Debunking Thanos’s Religion of Balance
And what would be a better focus
I just watched Infinity War…
It was quite interesting, and a sort of refreshing change of pace from tired old tropes… but heavy stuff nonetheless.
I don’t intend to go into specifics, but still, steer clear if you have a hardline against spoilers.
Though I appreciated their actually giving the villain some touching backstory, characterization, and motivation… his stated desire for universal balance is horribly flawed in its focus on population control.
The best villains are not those with some absurd motivation… its those who desire a goal that many deem laudable.
I want to actually compare Thanos and Killmonger and explain what makes the latter a better villain despite his not being worth a candle in power… but that will have to wait for a later, much more researched article.

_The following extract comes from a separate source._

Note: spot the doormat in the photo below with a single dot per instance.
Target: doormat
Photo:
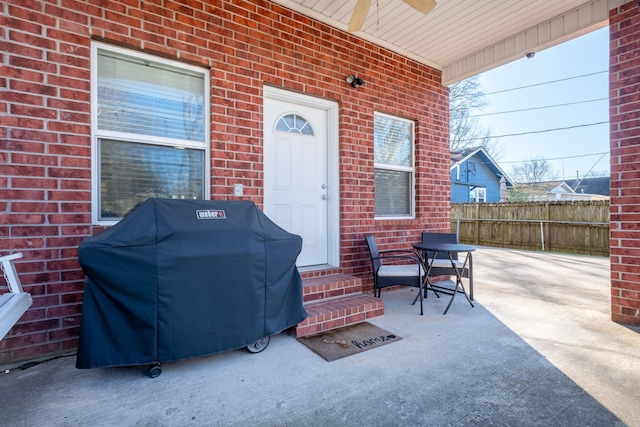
(347, 341)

Today I just want to address the idea that population control is never a good way to balance a society or provide stability in the face of scarcity.
The idea that overpopulation is a big problem and causes all sorts of negative effects on society is woefully inaccurate, and even childish/naive in thought.
Smarter people have detailed why:
https://www.pop.org/debunking-the-myth-of-overpopulation/
https://youtu.be/ioKidcpkZN0
In short, not only is our society equipped to feed almost double as many people on this planet with the resources we have now, but our population can only grow to such heights due to greater access to resources in the first place.
There is no reason to think this should be different in the Marvel universe where it seems every advanced civilization is just another humanoid.
Sentient creatures don’t breed ourselves into overpopulation, because we’re smart enough to actually see the impact it makes on the environment. We’re smart enough to invent more resources or ways to extract resources more effectively, with less waste.
So the whole concept of having to do population control (ie genocide) is utterly ridiculous.
Killing off half the population means killing off at least half the talent and ideas and ability to solve any problems arising from scarcity.
Whatever disaster Thanos’s people experienced was not an affect of overpopulation, but of stagnation. Had they used all that tech they used for incongruously floating buildings for space travel, they would have found plenty of resources to feed their population ten times over at least. They clearly weren’t suffering from lack of land. Much of which could have been used for food. Or they could find ways to artificially produce food like we do now.
The same could be said for Gamoras planet, despite them seeming to be stuck in Romanesque times for no good reason.
Maybe the comics explain Thanos’s reasons better… they likely flesh out what seems to be a religion of Balance.
But a far more interesting and accurate take on that principle could and should have been based on Entropy, or even on the Kardashev scale.
Any planet stuck in Tier 0 (ie using plants and native resources as energy) would die by a number of issues before overpopulation does them in, such as an asteroid or supernovas or war or whatever…
Tier 1 Civilizations that use their local sun as their primary form of energy would only barely risk overpopulation after they number into the quadrillions and swamp their solar system with space habitats via a dyson swarm.
Tier 2 and above would have the ability to harm/affect the very space of their entire galaxy, supercluster, and maybe even whole parsecs of the universe.
Thus, had Thanos sought to enforce Balance by ensuring no civilization reaches Tier 2, or maybe even Tier 1…then you’d have a much more effective solution.
I wager itd be much more interesting to see him batting down burgeoning space opera age civilizations then just wholesale slaughter of half a planet just because they reached some arbitrary, hitherto unsaid population number.
His quest for the Infinity stones would thus be to combat Entropy… the natural affect of living creatures and universal expansion.
Yes there would be a bit of a challenge explaining entropy to the masses. But better educate people on real problems rather than support a widely believed false assumption.